En se recentrant sur son cœur de métier, l'entreprise risque également d'externaliser des fonctions clés (recherche et développement, système d'information, ressources humaines…), ce qui pourrait la fragiliser. Elle doit veiller à conserver son avantage concurrentiel et à n'externaliser que les fonctions non stratégiques.
IV. Les modalités de développement
1. La croissance
La croissance est un processus par lequel l'entreprise change de dimensions (augmentation de l'effectif, augmentation des parts de marché…).
La croissance interne est le fruit d'un développement de l'activité propre à l'entreprise. Cela consiste, pour l'entreprise, à développer ses capacités et ses compétences, en interne, grâce à l'acquisition de nouveaux actifs : machines, ateliers, laboratoires, brevets… On compare ce mécanisme au phénomène de croissance d'un organisme vivant (plante ou animal). C'est une modalité de développement adaptée aux PME.

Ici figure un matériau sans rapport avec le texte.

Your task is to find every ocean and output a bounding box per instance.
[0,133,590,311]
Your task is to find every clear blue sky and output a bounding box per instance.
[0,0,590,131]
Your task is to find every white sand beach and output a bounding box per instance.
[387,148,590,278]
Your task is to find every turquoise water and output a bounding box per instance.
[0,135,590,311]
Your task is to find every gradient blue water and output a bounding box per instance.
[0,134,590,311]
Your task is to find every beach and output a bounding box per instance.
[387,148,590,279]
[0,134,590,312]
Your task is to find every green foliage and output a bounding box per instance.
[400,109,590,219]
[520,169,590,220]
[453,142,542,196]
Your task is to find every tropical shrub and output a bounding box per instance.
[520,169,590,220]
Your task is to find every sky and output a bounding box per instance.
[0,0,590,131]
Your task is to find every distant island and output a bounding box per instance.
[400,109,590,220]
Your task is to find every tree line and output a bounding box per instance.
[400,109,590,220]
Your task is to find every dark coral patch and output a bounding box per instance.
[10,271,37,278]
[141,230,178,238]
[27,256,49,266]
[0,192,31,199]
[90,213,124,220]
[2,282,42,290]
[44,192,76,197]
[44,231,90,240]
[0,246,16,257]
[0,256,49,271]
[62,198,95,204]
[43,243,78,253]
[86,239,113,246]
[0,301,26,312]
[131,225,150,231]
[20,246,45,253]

La croissance externe consiste, pour l'entreprise, à développer ses capacités et ses compétences en s'associant à d'autres entreprises. Sur le plan juridique, ce mode de croissance peut se réaliser par la prise de participation (la société achète une partie d'une autre société) ou par la fusion (deux sociétés fusionnent pour créer une nouvelle société). La croissance externe peut être inaccessible pour des PME ou des entreprises trop endettées.
2. L'internationalisation
L'internationalisation est une stratégie consistant à rechercher l'implantation de l'entreprise sur de nouveaux marchés étrangers. L'entreprise dispose de 3 modalités pour s'internationaliser :
L'exportation consiste à vendre directement ses produits dans un pays étranger en passant par un distributeur local. Elle nécessite peu d'investissements (coûts du transport, droits de douane…)

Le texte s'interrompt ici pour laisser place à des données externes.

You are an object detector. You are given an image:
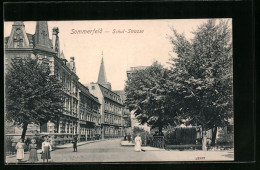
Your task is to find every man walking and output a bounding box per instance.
[73,136,78,152]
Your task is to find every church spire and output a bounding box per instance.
[98,51,107,84]
[98,51,111,90]
[35,21,51,49]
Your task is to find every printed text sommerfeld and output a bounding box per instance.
[70,28,144,35]
[70,28,103,35]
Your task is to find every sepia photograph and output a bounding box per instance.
[4,18,236,164]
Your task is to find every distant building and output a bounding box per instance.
[4,21,101,144]
[126,66,151,132]
[126,66,149,79]
[87,54,131,138]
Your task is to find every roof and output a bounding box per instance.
[79,82,100,104]
[113,90,126,101]
[98,83,123,105]
[97,57,107,84]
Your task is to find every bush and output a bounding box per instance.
[5,136,13,152]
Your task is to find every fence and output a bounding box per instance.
[150,136,165,148]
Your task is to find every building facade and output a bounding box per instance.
[87,56,131,138]
[4,21,101,144]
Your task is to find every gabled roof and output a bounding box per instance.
[98,83,123,105]
[97,57,107,84]
[78,82,101,105]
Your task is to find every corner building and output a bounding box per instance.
[4,21,100,144]
[87,56,127,139]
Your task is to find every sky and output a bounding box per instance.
[4,19,231,90]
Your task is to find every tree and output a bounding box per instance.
[169,20,233,149]
[5,58,63,139]
[125,62,182,132]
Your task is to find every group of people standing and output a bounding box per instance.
[16,137,52,163]
[124,133,143,152]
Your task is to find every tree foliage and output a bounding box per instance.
[170,20,233,130]
[125,20,233,142]
[5,58,63,138]
[125,62,182,131]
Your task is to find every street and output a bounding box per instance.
[6,139,234,163]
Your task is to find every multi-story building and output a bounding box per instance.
[87,56,130,138]
[5,21,100,144]
[79,83,101,141]
[126,66,151,132]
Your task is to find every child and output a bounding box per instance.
[41,137,52,162]
[28,139,38,162]
[16,138,25,163]
[73,136,78,152]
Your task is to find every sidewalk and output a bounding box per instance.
[6,139,111,158]
[120,141,166,151]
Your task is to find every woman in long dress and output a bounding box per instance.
[28,139,38,162]
[135,134,142,152]
[16,139,25,163]
[41,138,52,162]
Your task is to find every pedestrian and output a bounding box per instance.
[127,133,131,143]
[135,134,142,152]
[73,136,78,152]
[11,141,16,155]
[16,138,25,163]
[41,137,52,162]
[28,139,38,163]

Le partenariat avec une entreprise locale limite les risques liés à la méconnaissance de l'autre pays. Dans certains cas, c'est une nécessité, car les investissements directs ne sont pas possibles.
L'investissement direct à l'étranger consiste à créer une filiale ou à racheter une entreprise à l'étranger. Nécessite d'évaluer précisément le « risque pays » (politique, économique, climatique…)
À retenir
Pour l'entreprise, le diagnostic stratégique aboutit à l'identification d'un ou de plusieurs avantages concurrentiels sur lesquels les choix stratégiques reposent. Toutefois, ces avantages concurrentiels sont susceptibles d'être remis en cause à tout moment.

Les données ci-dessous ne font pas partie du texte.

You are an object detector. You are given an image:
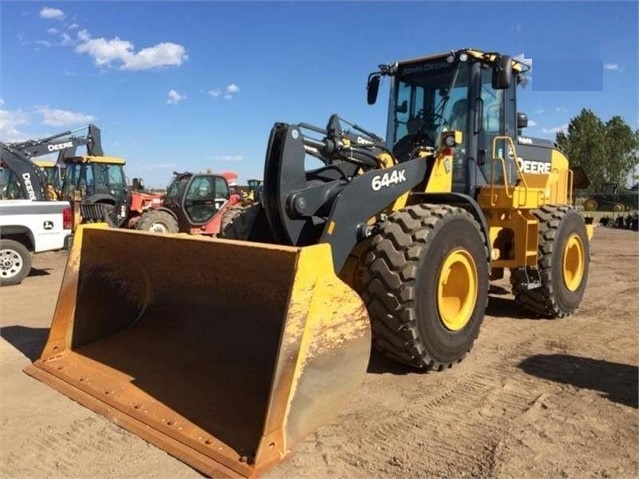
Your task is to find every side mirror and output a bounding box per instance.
[366,73,381,105]
[517,112,528,130]
[492,55,513,90]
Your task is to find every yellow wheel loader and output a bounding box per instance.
[26,49,592,477]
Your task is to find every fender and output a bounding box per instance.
[410,192,492,266]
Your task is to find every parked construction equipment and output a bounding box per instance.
[135,172,231,235]
[26,49,592,477]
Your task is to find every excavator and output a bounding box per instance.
[0,143,57,201]
[26,48,593,477]
[8,124,160,228]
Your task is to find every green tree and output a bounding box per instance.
[556,108,639,191]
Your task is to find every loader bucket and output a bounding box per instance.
[25,225,370,477]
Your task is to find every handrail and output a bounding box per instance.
[490,135,528,206]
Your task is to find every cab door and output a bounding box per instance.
[184,175,229,226]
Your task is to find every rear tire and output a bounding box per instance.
[510,205,590,318]
[360,204,489,370]
[0,239,31,286]
[135,210,179,234]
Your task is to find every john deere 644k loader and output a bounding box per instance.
[27,49,592,477]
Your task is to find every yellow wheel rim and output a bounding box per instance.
[437,250,478,331]
[563,234,585,291]
[584,200,599,211]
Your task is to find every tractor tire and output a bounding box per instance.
[218,203,261,240]
[135,210,180,234]
[357,204,489,371]
[510,205,590,318]
[0,239,31,286]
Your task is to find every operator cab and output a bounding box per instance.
[368,50,527,195]
[62,156,128,202]
[162,172,230,231]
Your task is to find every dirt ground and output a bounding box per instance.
[0,227,639,479]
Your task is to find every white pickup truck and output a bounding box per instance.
[0,200,73,286]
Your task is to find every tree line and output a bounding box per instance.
[555,108,639,192]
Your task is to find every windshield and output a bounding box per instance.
[387,58,468,148]
[42,166,60,189]
[63,163,126,199]
[164,175,190,202]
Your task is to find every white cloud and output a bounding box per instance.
[40,7,64,20]
[541,123,568,133]
[215,155,244,162]
[166,90,186,105]
[0,109,31,142]
[37,106,95,126]
[207,83,240,100]
[75,30,188,71]
[513,53,532,69]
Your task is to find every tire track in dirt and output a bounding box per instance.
[278,228,637,477]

Malgré la diversité des stratégies observables, il est possible de les regrouper autour de quelques stratégies types : spécialisation et diversification, domination par les coûts et différenciation, intégration et externalisation.
Ces stratégies ne sont pas toutes exclusives les unes des autres : une entreprise peut par exemple mener parallèlement une stratégie de spécialisation et d'externalisation, ou une stratégie de domination par les coûts et d'intégration.
Les choix stratégiques portent enfin sur les modalités de développement de l'organisation par le biais de croissance externe ou interne, mais également par le choix de l'internationalisation sous forme de partenariats par exemple.